Optional: Metadata Fields
Only add metadata if automation queries these fields:
// ✅ Minimal (recommended)
metadata {
eth0 '10.1.0.12/24' // Only if network automation needs this
rto '5 min' // Only if SLA automation needs this
}
// ❌ Avoid (over-detailed)
metadata {
eth0 '10.1.0.12/24'
hostname 'prod-upload-vm' // Redundant - already in title
cpu '2 vCPU' // Already in markdown table
ram '4 GB' // Already in markdown table
kernel '5.15' // Unnecessary for deployment context
}
Multiple instanceOf (Shared Services)
If a single deployed unit serves multiple logical containers:
Guideline: Use multiple instanceOf only when services are truly deployed together and managed as one unit. Otherwise, create separate Node_App instances.
Complete Examples
For comprehensive multi-environment setups with all tiers, zone descriptions, VM specifications, and inter-tier relationships, reference the examples in your project's deployment.c4 file or multi-tier patterns in structure-deployment-tiersskill.
Related Skills
structure-deployment-tiers — Advanced: organizing zones into DMZ→AppTier→ProcTier→DataTier with firewall rules
write-rich-descriptions — Markdown table formatting for deployment specs
design-view — Creating deployment views that visualize this infrastructure
Common Mistakes
❌ VMs floating outside zones — every VM must be nested inside a zone; zones must be nested inside an environment
❌ Missing instanceOf link — every Node_App must reference a Container from the system model via instanceOf FQN
❌ Creating deployment relationships manually — relationships between deployed apps are inherited automatically from the system model via instanceOf; don’t duplicate them just to show HTTPS, HTTP/8080, database ports, or other technical details already captured in the logical model
❌ Omitting network interface in description — eth0 (and eth1 if dual-homed) must be the first rows in every VM description table
❌ Hostname repeated in metadata — the hostname is already in the element title; don’t duplicate it in the metadata block
Checklist
Element kinds from shared spec (no custom kinds)

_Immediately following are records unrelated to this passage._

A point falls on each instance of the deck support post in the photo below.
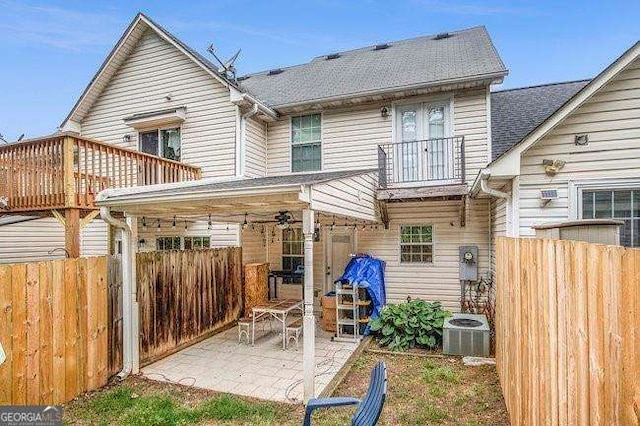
(72, 232)
(309, 327)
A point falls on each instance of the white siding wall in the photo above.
(440, 280)
(350, 136)
(611, 118)
(154, 70)
(255, 148)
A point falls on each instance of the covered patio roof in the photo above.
(342, 193)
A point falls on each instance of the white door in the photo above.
(408, 153)
(339, 248)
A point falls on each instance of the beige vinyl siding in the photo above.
(255, 148)
(440, 280)
(352, 196)
(470, 121)
(154, 70)
(350, 136)
(94, 238)
(611, 118)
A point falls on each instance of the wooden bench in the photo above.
(293, 331)
(369, 409)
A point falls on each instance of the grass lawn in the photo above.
(421, 391)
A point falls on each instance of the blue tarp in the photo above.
(368, 272)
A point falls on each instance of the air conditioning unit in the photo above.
(466, 335)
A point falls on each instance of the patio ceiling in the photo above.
(348, 194)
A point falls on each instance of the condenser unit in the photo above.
(467, 335)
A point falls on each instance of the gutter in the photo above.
(130, 335)
(481, 185)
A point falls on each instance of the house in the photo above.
(402, 148)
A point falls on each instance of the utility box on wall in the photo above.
(468, 263)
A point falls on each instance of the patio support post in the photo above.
(309, 328)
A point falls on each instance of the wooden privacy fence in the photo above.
(53, 327)
(567, 332)
(184, 296)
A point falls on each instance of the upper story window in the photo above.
(163, 143)
(306, 143)
(620, 204)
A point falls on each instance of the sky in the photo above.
(50, 50)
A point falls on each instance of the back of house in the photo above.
(419, 114)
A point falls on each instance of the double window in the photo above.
(163, 143)
(416, 244)
(619, 204)
(182, 243)
(306, 143)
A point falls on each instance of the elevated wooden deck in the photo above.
(66, 171)
(61, 175)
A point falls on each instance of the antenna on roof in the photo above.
(226, 67)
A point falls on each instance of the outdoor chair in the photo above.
(369, 409)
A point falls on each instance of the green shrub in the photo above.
(410, 324)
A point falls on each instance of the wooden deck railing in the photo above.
(69, 171)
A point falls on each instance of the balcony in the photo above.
(65, 171)
(435, 164)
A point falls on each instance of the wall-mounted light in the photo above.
(582, 140)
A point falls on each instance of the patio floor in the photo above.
(264, 371)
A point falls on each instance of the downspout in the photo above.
(243, 136)
(128, 297)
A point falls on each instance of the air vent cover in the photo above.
(467, 335)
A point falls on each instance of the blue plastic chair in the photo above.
(369, 409)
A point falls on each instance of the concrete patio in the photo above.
(264, 371)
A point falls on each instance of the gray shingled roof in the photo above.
(516, 112)
(415, 62)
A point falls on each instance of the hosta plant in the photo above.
(415, 323)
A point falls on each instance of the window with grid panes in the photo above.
(619, 204)
(416, 244)
(306, 143)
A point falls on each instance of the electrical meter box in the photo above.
(468, 263)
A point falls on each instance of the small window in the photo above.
(619, 204)
(416, 244)
(182, 243)
(306, 143)
(163, 143)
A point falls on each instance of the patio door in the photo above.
(340, 246)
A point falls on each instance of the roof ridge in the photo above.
(391, 42)
(558, 83)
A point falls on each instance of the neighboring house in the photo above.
(591, 130)
(406, 127)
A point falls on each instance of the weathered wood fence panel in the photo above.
(568, 332)
(53, 328)
(185, 295)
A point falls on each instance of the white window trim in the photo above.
(158, 129)
(447, 100)
(433, 244)
(321, 142)
(576, 187)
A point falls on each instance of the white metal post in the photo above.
(131, 239)
(309, 327)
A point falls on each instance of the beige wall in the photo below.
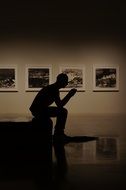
(22, 54)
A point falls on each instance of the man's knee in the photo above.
(64, 111)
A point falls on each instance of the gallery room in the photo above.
(37, 43)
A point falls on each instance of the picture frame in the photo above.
(105, 78)
(76, 77)
(8, 78)
(37, 77)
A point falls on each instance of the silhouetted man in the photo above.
(41, 106)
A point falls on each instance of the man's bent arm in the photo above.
(63, 102)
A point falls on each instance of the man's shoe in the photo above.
(62, 138)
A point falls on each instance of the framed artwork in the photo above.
(37, 77)
(8, 78)
(76, 77)
(105, 78)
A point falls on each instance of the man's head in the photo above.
(62, 80)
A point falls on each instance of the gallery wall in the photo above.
(25, 54)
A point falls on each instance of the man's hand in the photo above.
(72, 91)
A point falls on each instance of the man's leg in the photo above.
(61, 115)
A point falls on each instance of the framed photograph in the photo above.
(76, 77)
(37, 77)
(8, 78)
(105, 78)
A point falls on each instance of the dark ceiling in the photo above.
(63, 19)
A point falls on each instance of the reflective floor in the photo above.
(81, 164)
(97, 164)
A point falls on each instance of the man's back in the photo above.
(44, 98)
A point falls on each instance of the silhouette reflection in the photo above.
(26, 151)
(61, 166)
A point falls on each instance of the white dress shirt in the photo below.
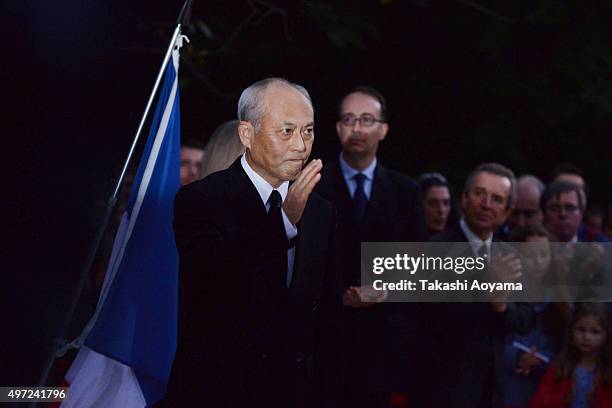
(474, 240)
(349, 173)
(265, 189)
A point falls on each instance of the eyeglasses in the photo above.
(435, 176)
(567, 208)
(525, 213)
(364, 120)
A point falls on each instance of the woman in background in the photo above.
(436, 201)
(222, 149)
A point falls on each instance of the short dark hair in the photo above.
(499, 170)
(557, 187)
(429, 180)
(193, 144)
(370, 91)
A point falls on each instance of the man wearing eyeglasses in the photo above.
(374, 204)
(527, 210)
(563, 204)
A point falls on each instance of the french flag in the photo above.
(128, 347)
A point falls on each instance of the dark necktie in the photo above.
(483, 252)
(359, 199)
(278, 233)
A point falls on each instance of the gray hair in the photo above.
(533, 180)
(499, 170)
(249, 104)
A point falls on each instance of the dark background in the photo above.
(528, 84)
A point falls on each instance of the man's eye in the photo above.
(367, 120)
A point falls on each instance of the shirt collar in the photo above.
(261, 185)
(350, 172)
(474, 240)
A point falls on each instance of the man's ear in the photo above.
(385, 129)
(246, 131)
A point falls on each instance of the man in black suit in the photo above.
(466, 339)
(374, 204)
(261, 311)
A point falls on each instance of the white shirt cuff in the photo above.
(290, 229)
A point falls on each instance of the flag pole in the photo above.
(61, 345)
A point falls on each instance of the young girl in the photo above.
(582, 376)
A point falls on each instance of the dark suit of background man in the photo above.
(374, 204)
(466, 341)
(261, 311)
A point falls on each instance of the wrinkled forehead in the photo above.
(493, 183)
(284, 99)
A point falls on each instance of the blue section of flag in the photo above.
(137, 324)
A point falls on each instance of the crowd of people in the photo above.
(273, 311)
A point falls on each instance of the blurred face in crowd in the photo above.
(485, 204)
(360, 139)
(284, 141)
(593, 224)
(588, 335)
(571, 178)
(437, 208)
(536, 257)
(562, 215)
(191, 160)
(527, 208)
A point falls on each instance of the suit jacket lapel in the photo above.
(376, 204)
(253, 217)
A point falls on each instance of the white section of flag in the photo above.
(97, 381)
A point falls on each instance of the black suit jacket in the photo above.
(244, 341)
(466, 347)
(377, 337)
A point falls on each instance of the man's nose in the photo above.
(486, 201)
(298, 143)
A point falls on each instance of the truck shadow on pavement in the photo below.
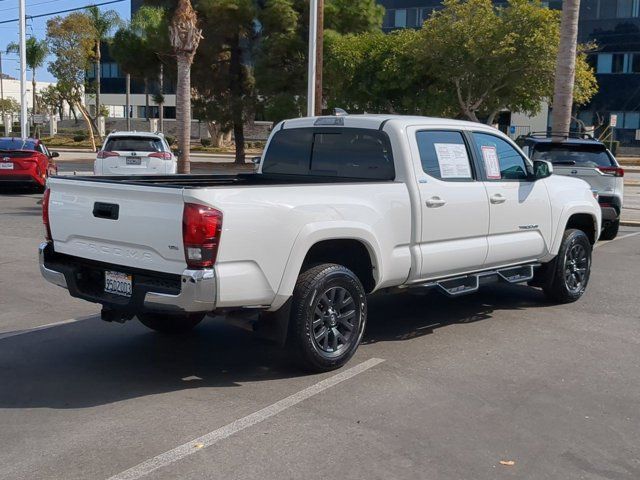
(91, 362)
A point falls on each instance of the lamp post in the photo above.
(24, 132)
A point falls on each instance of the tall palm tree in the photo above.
(36, 53)
(565, 68)
(103, 23)
(185, 37)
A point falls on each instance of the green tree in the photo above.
(141, 47)
(36, 54)
(281, 55)
(72, 42)
(8, 106)
(491, 59)
(102, 24)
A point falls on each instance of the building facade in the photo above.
(615, 27)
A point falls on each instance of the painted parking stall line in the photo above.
(236, 426)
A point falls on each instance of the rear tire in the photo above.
(328, 317)
(610, 231)
(170, 324)
(567, 277)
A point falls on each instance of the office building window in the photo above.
(627, 8)
(631, 120)
(412, 17)
(604, 63)
(389, 19)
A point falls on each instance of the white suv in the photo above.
(582, 156)
(135, 153)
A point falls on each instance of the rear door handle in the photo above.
(497, 198)
(435, 202)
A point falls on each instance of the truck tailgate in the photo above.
(132, 225)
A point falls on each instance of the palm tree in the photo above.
(36, 53)
(565, 68)
(103, 23)
(185, 37)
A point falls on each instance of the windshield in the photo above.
(578, 155)
(134, 144)
(17, 144)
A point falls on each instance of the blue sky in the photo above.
(37, 27)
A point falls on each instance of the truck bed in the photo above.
(220, 180)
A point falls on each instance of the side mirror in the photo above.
(542, 169)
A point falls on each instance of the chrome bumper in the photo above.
(197, 290)
(51, 276)
(198, 294)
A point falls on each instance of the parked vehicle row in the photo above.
(25, 162)
(582, 156)
(339, 208)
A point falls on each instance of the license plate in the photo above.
(118, 283)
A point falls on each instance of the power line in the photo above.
(63, 11)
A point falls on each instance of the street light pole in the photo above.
(23, 70)
(311, 71)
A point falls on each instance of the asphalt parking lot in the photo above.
(440, 389)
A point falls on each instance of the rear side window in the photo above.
(501, 161)
(331, 152)
(574, 155)
(134, 144)
(444, 155)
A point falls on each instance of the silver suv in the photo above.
(582, 156)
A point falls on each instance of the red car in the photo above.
(25, 162)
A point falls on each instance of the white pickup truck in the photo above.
(340, 207)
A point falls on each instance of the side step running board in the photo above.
(463, 285)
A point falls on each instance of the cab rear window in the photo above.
(331, 152)
(573, 155)
(134, 144)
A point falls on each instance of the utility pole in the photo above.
(1, 79)
(311, 70)
(128, 101)
(24, 132)
(161, 105)
(319, 54)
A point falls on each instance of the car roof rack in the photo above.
(566, 135)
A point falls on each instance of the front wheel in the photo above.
(568, 279)
(328, 317)
(170, 324)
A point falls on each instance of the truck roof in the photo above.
(377, 120)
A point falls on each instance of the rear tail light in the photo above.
(45, 215)
(106, 154)
(613, 171)
(162, 155)
(201, 227)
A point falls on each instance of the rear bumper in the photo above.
(611, 208)
(193, 291)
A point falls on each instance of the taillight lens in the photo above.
(201, 227)
(105, 154)
(45, 215)
(613, 171)
(162, 155)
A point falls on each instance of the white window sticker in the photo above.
(491, 163)
(453, 160)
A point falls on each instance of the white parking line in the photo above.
(215, 436)
(42, 327)
(601, 244)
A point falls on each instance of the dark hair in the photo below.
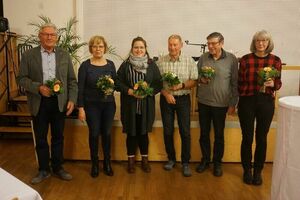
(215, 35)
(97, 39)
(138, 38)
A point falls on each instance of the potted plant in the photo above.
(67, 38)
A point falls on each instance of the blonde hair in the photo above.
(97, 39)
(263, 34)
(175, 36)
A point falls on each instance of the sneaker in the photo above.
(170, 165)
(62, 174)
(203, 165)
(42, 175)
(186, 171)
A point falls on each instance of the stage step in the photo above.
(15, 114)
(15, 129)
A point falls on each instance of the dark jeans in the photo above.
(49, 114)
(182, 109)
(260, 108)
(217, 115)
(139, 140)
(100, 117)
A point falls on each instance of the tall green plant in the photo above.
(67, 38)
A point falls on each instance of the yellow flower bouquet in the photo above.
(142, 89)
(106, 85)
(170, 78)
(266, 74)
(207, 72)
(55, 85)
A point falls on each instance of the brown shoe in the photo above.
(42, 175)
(131, 164)
(63, 175)
(145, 164)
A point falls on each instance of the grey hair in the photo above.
(48, 25)
(175, 36)
(215, 35)
(263, 34)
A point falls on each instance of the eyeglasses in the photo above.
(212, 43)
(49, 34)
(97, 47)
(263, 41)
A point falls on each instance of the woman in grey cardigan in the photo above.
(137, 112)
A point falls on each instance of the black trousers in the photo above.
(182, 109)
(259, 108)
(100, 117)
(140, 140)
(217, 116)
(49, 114)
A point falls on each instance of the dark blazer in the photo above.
(128, 103)
(31, 77)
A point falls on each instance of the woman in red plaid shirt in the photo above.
(256, 104)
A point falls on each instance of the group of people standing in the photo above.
(235, 85)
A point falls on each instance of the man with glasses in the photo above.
(38, 66)
(176, 99)
(217, 95)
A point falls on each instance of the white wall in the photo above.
(21, 12)
(193, 19)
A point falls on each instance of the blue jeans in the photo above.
(182, 109)
(100, 117)
(217, 115)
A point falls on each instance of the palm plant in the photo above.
(67, 38)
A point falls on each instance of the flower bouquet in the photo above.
(142, 89)
(266, 74)
(207, 72)
(170, 78)
(106, 85)
(55, 85)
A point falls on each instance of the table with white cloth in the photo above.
(12, 188)
(286, 164)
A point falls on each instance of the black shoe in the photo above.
(107, 168)
(247, 176)
(203, 165)
(42, 175)
(95, 170)
(217, 170)
(257, 179)
(169, 165)
(186, 170)
(63, 175)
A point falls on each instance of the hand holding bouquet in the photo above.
(266, 77)
(206, 74)
(141, 89)
(106, 85)
(170, 78)
(55, 85)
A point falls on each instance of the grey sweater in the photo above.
(222, 89)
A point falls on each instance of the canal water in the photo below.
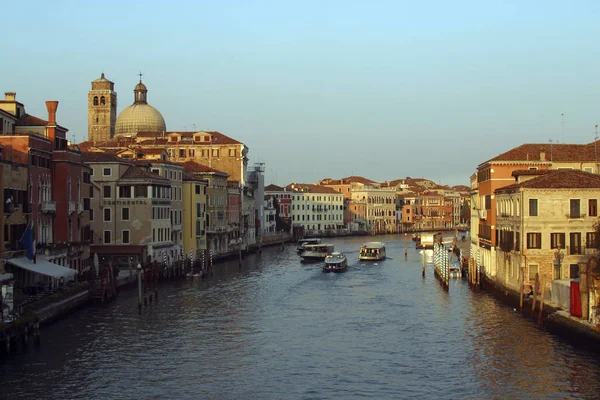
(281, 329)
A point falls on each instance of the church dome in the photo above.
(140, 116)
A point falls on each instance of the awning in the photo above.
(42, 267)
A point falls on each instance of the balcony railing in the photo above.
(48, 206)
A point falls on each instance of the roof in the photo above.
(296, 187)
(30, 120)
(358, 179)
(134, 172)
(191, 178)
(195, 167)
(548, 152)
(100, 157)
(558, 179)
(529, 172)
(273, 188)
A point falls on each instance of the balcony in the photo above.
(48, 206)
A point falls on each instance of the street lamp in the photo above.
(558, 258)
(139, 268)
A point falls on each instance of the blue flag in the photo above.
(27, 241)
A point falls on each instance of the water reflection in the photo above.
(280, 329)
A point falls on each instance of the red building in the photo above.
(57, 184)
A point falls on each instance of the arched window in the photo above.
(69, 189)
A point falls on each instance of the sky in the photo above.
(316, 89)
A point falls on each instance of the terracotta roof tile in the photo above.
(134, 172)
(101, 157)
(296, 187)
(547, 152)
(30, 120)
(558, 179)
(529, 172)
(193, 166)
(273, 188)
(358, 179)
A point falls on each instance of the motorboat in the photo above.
(316, 252)
(303, 242)
(372, 251)
(335, 262)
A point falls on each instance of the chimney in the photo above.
(52, 105)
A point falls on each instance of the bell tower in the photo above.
(102, 110)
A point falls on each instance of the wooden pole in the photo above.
(536, 287)
(522, 278)
(541, 316)
(584, 290)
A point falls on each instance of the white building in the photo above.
(317, 209)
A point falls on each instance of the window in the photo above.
(534, 240)
(141, 191)
(574, 271)
(590, 240)
(556, 240)
(575, 208)
(575, 243)
(533, 207)
(592, 208)
(125, 192)
(534, 269)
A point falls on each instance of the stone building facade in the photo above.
(546, 225)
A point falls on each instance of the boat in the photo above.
(372, 251)
(335, 262)
(426, 241)
(303, 242)
(454, 270)
(316, 252)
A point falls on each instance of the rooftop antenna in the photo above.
(596, 144)
(562, 117)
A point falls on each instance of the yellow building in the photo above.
(194, 214)
(217, 225)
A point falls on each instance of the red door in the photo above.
(575, 300)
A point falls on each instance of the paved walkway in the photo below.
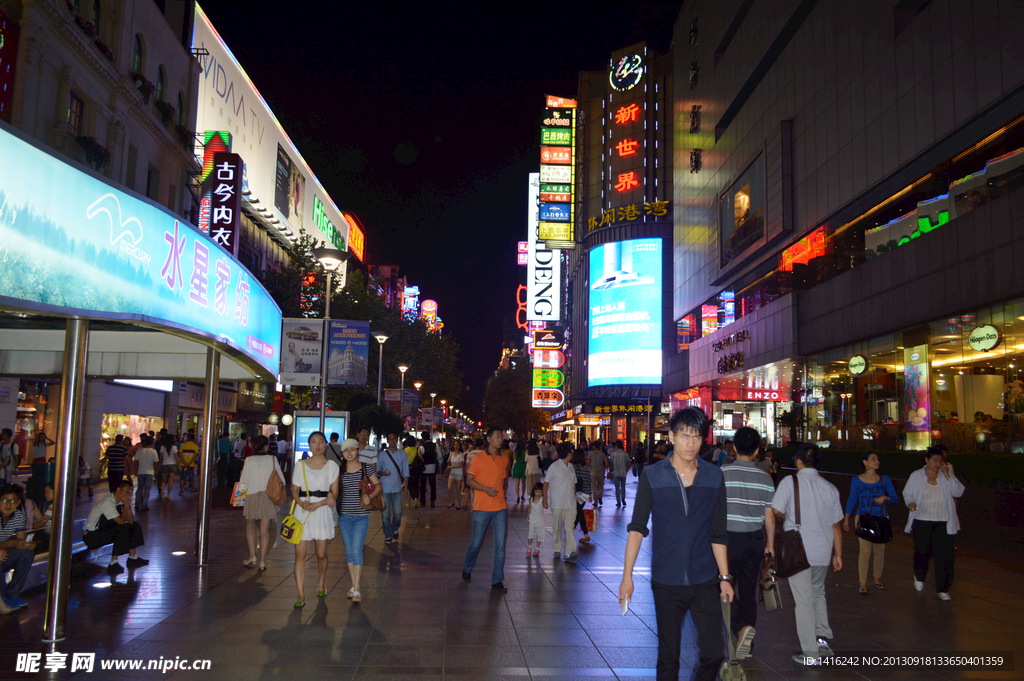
(419, 621)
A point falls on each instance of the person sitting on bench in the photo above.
(112, 521)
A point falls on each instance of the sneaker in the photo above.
(800, 658)
(743, 642)
(15, 603)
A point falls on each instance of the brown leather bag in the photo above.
(275, 488)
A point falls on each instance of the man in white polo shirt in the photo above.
(821, 529)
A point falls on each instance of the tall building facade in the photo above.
(848, 221)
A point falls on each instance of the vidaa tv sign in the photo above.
(626, 313)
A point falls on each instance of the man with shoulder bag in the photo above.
(811, 507)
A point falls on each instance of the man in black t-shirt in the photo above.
(116, 463)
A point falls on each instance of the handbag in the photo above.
(239, 495)
(367, 488)
(291, 526)
(275, 488)
(790, 554)
(768, 591)
(875, 528)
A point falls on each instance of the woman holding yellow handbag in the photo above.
(313, 503)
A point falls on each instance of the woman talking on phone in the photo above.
(929, 494)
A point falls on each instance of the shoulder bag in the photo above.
(790, 554)
(291, 526)
(768, 591)
(367, 488)
(275, 486)
(875, 528)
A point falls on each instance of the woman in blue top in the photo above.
(868, 495)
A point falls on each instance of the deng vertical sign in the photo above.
(543, 265)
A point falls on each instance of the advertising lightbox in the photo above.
(626, 313)
(73, 244)
(278, 175)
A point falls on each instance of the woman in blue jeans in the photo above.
(352, 518)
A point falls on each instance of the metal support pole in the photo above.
(72, 398)
(380, 373)
(207, 464)
(325, 347)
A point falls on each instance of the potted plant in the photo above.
(166, 112)
(96, 155)
(143, 85)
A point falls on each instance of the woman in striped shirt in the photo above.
(353, 519)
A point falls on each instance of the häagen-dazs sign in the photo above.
(984, 338)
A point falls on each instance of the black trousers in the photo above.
(671, 604)
(425, 479)
(931, 541)
(124, 537)
(747, 552)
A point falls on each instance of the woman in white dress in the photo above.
(314, 488)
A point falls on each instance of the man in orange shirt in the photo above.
(486, 475)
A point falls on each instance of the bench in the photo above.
(80, 554)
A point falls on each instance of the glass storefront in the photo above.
(954, 381)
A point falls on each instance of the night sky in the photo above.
(423, 120)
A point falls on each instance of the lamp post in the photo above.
(331, 259)
(381, 337)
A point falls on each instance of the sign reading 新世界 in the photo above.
(225, 181)
(556, 136)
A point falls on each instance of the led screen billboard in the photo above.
(626, 313)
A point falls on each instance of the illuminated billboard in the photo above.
(278, 175)
(626, 313)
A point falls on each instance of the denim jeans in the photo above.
(142, 494)
(620, 483)
(499, 520)
(391, 515)
(18, 560)
(353, 534)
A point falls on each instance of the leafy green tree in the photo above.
(508, 401)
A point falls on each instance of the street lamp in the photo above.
(331, 259)
(381, 337)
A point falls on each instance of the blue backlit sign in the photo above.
(555, 212)
(73, 244)
(626, 313)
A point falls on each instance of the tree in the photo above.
(508, 401)
(298, 289)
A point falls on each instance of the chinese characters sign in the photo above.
(225, 204)
(122, 259)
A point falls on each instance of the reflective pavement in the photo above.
(419, 621)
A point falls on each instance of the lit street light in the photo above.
(331, 259)
(381, 337)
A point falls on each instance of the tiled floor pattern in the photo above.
(419, 621)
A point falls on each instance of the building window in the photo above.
(160, 84)
(136, 55)
(76, 110)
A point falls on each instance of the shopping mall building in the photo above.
(848, 248)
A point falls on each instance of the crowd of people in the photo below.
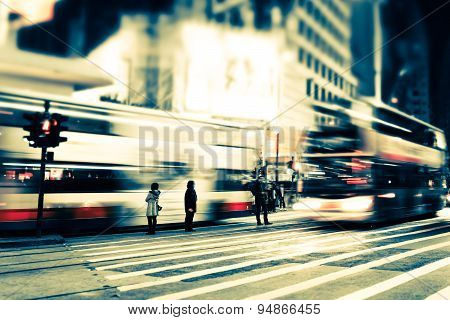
(268, 195)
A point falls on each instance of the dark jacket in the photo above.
(190, 200)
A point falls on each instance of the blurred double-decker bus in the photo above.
(371, 163)
(99, 178)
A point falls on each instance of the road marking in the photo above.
(153, 270)
(443, 294)
(295, 268)
(396, 281)
(178, 249)
(216, 250)
(212, 260)
(274, 294)
(200, 273)
(188, 243)
(207, 233)
(150, 252)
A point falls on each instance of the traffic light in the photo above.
(34, 128)
(54, 138)
(45, 129)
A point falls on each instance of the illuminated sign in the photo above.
(231, 73)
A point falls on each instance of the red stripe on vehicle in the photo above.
(399, 157)
(22, 214)
(237, 206)
(90, 212)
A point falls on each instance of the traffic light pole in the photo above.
(40, 213)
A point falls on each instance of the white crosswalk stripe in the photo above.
(295, 268)
(301, 252)
(226, 260)
(396, 281)
(443, 294)
(223, 258)
(207, 252)
(343, 273)
(188, 243)
(149, 251)
(175, 266)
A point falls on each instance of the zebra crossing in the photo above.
(293, 259)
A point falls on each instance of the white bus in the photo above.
(372, 163)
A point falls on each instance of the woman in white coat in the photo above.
(152, 207)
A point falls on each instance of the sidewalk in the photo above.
(28, 241)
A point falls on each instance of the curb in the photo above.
(30, 241)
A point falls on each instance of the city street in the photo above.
(292, 259)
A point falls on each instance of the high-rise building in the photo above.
(320, 33)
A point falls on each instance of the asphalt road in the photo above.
(292, 259)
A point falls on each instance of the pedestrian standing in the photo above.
(152, 207)
(190, 206)
(280, 195)
(260, 194)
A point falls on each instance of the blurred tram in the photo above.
(100, 177)
(371, 162)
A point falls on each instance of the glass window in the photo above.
(301, 27)
(309, 7)
(308, 87)
(316, 66)
(322, 94)
(308, 60)
(301, 55)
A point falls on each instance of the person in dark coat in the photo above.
(258, 190)
(190, 206)
(152, 207)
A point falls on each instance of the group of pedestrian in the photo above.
(267, 197)
(153, 207)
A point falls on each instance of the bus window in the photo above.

Hierarchy: Environment → Zone → VM → Node_App
VM naming: {Env}{Service}Vm (e.g., ProdUploadVm)
Zone naming: {Tier}Tier or {Func}Zone
Each VM has Markdown table with eth0, OS, CPU, RAM, Port, RTO
Each zone has VLAN/CIDR network info
Node_App references model Container via instanceOf (relationships are inherited automatically)
Only add deployment relationships for infrastructure-specific connections (monitoring, backups, bastion access, replication, etc.)